Je viens de lire le premier roman de
Sofia Aouine mais je sais qu'il ne sortira que le 29 août. Je viens de lire cette "
Rhapsodie des oubliés" et j'ai envie, besoin, d'en parler là maintenant tout de suite. En parler du mieux que je peux pour que d'autres lecteurs l'ouvrent, le découvrent et soient happés à l'intérieur des mots comme je l'ai été.
Voilà donc Abad, 13 ans, arrivé du Liban avec sa famille et installé rue Léon,
Paris, XVIIIe arrondissement, qui raconte et qui nous fait pénétrer dans son quartier, dans cette rue qui "raconte l'histoire du monde avec une odeur de poubelles". Oui, les images sont crues, osées, aussi violentes que la réalité quotidienne que ce gamin doit affronter en essayant de ne perdre ni son âme, ni sa liberté. Son âme, c'est avec
Gervaise la belle tapineuse camerounaise qu'elle parvient à s'envoler ; c'est avec Odette, la vieille dame aux milliers de chansons et de livres, qu'elle se nourrit ; c'est avec Mme Futterman, la psy avec "une valise qui hurle dans un coin", qu'elle "s'ouvre du dedans". Et c'est avec Batman, la jeune fille voilée de l'appartement d'en face, avec Colette, avec toutes ces filles et ces femmes rencontrées, croisées, observées, qu'elle apprend à se rebeller.
Comme la rue Léon, le roman de
Sofia Aouine contient l'histoire du monde, d'un monde étroit et mal foutu qui, comme un ogre, dévore l'enfance avant qu'elle ne s'épanouisse et avilit le corps des femmes pour mieux dissoudre leur souffle.
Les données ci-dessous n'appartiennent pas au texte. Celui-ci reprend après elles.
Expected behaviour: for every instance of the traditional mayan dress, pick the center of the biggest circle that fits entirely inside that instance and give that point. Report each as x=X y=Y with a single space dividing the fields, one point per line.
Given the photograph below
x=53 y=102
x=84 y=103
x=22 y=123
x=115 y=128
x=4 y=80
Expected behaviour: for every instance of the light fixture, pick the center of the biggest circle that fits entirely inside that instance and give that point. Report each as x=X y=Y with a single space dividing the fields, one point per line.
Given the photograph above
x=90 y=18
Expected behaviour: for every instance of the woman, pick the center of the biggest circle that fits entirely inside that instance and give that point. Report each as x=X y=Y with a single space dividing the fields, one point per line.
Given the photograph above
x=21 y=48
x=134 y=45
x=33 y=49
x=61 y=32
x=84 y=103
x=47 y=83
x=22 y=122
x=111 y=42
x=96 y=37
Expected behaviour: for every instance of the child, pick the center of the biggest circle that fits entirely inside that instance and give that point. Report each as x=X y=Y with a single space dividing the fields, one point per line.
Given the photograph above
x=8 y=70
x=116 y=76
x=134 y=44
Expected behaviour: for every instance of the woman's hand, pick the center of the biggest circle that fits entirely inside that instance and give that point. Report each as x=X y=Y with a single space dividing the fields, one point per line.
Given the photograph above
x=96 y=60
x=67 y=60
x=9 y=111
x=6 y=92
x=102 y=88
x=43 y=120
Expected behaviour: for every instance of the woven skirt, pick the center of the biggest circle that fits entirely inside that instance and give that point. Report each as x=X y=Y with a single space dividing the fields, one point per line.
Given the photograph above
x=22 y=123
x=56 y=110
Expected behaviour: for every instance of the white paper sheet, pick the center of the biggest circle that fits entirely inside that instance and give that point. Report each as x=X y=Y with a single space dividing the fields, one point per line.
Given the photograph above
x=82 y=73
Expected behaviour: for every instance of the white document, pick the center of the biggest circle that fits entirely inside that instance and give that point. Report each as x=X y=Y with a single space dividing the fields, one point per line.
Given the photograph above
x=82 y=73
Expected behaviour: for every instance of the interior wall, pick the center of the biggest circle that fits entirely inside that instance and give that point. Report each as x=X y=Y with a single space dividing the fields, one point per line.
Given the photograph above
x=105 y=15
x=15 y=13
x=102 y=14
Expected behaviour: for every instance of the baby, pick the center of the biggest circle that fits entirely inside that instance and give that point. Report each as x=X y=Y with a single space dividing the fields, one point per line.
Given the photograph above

Avec ses mots de gamin malicieux et lucide, dans une langue colorée de multiples influences, Abad nous emmène au coeur de la misère, là où justement il n'y a guère de coeur. Et le roman se construit comme une tapisserie où se cousent l'une à l'autre différentes voix, des temporalités éclatées, des histoires déchirées que le récit raccorde entre elles et à celles de cet Antoine Doinel du XXIe siècle. Pas de dolorisme, pas de lamento ! Une énergie incroyable émane du personnage et de l'écriture, une volonté prête à bouffer tous ceux qui seraient susceptibles de l'empêcher d'avancer, de grandir, d'être l'homme qu'il veut être.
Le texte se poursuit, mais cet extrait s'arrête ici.